Aún no había sujetado del todo Felipe IV la tenaz rebelión de Cataluña, acalorada y sostenida por los franceses; aún hacía vanos esfuerzos para recuperar la corona de Portugal, incorporada a la de España en tiempo de su abuelo cuando la derrota y muerte del rey don Sebastián en Marruecos, y perdida por si, incapacidad e indolencia; la guerra de Flandes era cada día más ruinosa, aunque no deslucida para las armas españolas; el Milanesado no estaba tranquilo, y continuaba la guerra con Francia, que comenzó sobre el Estado de Mantua, y que seguía encarnizada en los Países Bajos en el Rosellón y en el norte y costas occidentales de Italia, cuando estalló en Nápoles aquella famosa rebelión llamada de «Masanielo», que nos proponemos referir con sus «antecedentes» y «consecuencias», hasta el total restablecimiento del dominio español en aquel reino.
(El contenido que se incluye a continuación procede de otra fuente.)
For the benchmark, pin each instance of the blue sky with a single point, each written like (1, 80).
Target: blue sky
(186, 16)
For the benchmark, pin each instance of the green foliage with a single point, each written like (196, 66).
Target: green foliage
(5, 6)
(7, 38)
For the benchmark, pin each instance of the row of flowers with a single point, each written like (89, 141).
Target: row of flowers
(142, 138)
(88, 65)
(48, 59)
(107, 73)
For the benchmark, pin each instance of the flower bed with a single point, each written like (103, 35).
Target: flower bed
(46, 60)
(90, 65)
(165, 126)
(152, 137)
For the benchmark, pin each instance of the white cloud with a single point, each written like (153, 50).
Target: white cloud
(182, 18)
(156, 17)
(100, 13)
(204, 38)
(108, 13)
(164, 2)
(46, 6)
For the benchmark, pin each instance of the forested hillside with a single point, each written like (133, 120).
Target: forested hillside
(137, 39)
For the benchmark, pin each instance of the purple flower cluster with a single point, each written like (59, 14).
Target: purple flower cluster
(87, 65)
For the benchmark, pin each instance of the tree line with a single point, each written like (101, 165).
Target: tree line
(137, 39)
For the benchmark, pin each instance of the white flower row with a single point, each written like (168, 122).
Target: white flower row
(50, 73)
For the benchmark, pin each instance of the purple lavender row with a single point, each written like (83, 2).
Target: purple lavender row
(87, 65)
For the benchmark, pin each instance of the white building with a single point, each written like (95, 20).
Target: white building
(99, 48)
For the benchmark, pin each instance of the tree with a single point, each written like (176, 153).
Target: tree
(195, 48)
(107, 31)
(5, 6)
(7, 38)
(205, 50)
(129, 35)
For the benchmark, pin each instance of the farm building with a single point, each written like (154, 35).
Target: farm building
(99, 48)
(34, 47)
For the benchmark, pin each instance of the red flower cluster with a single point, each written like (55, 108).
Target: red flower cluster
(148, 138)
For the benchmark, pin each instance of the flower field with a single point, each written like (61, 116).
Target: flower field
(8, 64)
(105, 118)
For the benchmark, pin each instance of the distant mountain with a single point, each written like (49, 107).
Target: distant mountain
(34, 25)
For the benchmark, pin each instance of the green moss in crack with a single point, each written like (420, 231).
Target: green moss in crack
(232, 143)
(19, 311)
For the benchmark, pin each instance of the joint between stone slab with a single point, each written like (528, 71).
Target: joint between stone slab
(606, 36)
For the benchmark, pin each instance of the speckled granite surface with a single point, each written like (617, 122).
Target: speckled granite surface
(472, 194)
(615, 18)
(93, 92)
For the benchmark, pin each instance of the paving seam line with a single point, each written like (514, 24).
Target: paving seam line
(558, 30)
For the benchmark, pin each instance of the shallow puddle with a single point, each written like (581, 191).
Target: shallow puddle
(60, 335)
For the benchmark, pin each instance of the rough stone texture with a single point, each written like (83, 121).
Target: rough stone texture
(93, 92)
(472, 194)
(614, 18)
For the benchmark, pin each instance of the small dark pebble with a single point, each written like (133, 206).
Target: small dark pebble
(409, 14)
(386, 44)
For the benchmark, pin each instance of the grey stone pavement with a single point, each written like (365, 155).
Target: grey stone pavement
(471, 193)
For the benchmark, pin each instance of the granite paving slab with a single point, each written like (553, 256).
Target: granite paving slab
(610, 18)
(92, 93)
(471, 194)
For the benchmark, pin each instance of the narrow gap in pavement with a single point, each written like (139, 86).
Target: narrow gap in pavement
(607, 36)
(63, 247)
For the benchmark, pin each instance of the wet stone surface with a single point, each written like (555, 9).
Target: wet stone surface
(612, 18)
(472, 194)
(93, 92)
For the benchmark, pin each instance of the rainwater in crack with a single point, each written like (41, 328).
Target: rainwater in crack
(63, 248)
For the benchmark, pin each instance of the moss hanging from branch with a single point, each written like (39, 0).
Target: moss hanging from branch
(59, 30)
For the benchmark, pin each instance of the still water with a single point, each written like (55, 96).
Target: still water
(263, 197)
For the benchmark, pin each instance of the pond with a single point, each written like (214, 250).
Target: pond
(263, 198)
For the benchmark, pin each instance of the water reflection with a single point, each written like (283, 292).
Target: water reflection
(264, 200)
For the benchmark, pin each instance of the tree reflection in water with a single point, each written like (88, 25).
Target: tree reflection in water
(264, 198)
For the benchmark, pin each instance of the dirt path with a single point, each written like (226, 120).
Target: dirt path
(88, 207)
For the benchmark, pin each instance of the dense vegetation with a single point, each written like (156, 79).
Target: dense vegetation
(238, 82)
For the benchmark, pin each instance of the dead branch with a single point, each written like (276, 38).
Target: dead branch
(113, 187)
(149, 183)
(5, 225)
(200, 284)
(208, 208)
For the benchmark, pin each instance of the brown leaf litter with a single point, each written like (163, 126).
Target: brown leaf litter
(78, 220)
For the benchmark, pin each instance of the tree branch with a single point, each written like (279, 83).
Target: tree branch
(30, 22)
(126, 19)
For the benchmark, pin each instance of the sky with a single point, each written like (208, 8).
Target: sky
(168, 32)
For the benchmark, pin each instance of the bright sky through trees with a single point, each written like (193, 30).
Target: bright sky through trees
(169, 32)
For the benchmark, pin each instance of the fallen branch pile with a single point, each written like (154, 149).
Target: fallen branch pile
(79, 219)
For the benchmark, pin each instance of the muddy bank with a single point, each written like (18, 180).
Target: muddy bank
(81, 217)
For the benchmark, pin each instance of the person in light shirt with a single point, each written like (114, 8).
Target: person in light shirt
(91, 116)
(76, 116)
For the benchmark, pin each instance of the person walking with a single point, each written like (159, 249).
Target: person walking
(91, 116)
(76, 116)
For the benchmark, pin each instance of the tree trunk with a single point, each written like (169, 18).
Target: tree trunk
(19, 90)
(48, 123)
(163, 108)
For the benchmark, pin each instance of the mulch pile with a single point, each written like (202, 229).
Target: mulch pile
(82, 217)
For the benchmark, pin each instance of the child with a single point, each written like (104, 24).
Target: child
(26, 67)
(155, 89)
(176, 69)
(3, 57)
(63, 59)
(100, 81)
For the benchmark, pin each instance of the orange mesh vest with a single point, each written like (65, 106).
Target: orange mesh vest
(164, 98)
Emprendemos este trabajo histórico después de haber recorrido los sitios que sirvieron de escena a aquellos trágicos acontecimientos; de haber leído y estudiado con atención los autores contemporáneos y posteriores que de aquellos sucesos tratan; de haber examinado curiosísimos manuscritos de aquel tiempo y los escasos documentos que de él existen en los archivos públicos, y de haber oído la tradición, que de padres a hijos ha llegado hasta nuestros días, sintiendo haber hallado en todas partes acriminaciones acerbas y más o menos apasionadas contra los españoles, que no eran, ciertamente, entonces más dichosos y ricos en su propio país que los habitantes de los otros Estados que dominaban, y que fueron los primeros. y de una manera harto más dolorosa, víctimas del desgobierno de los últimos reyes austríacos, como lo demuestra el lastimoso estado en que el imbécil Carlos II dejó morir la poderosa y opulenta monarquía española.






ArribaAbajoLibro primero


ArribaAbajoCapítulo primero

Desde que las armas españolas, mandadas con tanta gloria por el Gran Capitán, aseguraron a la corona de Aragón, ya reunida con la de Castilla, la posesión del reino de Nápoles, se empezaron a notar en él síntomas de descontento y de resistencia a la dominación española, bien que fuese mucho más grata a los napolitanos que la francesa. En el tiempo mismo de don Fernando el Católico, y poco después de la visita que hizo a aquel Estado, su capital se alteró por la escasez de víveres y por lo penoso de los impuestos, siendo virrey el conde de Ribagorza. El año 1510, que lo era don Raimundo de Cardona, se levantó todo el reino para impedir, como lo consiguió, el establecimiento de la Inquisición. Reinando ya Carlos I, aunque fue rechazada y rota la expedición francesa de Lautrech, dejó en pos de sí grandes disgustos y peligros, y una tranquilidad dudosa. En el brillante virreinato del célebre don Pedro de Toledo, marqués de Villafranca, el disgusto de los nobles por la restricción de sus privilegios, y el del pueblo por carestía de vituallas fueron tan graves, que obligaron-al emperador a pasar a Nápoles, de vuelta de su expedición a África. Su presencia fue muy grata y consoladora paca aquellos súbditos, porque concedió al reino, y en particular a la ciudad de Nápoles, varios privilegios y exenciones.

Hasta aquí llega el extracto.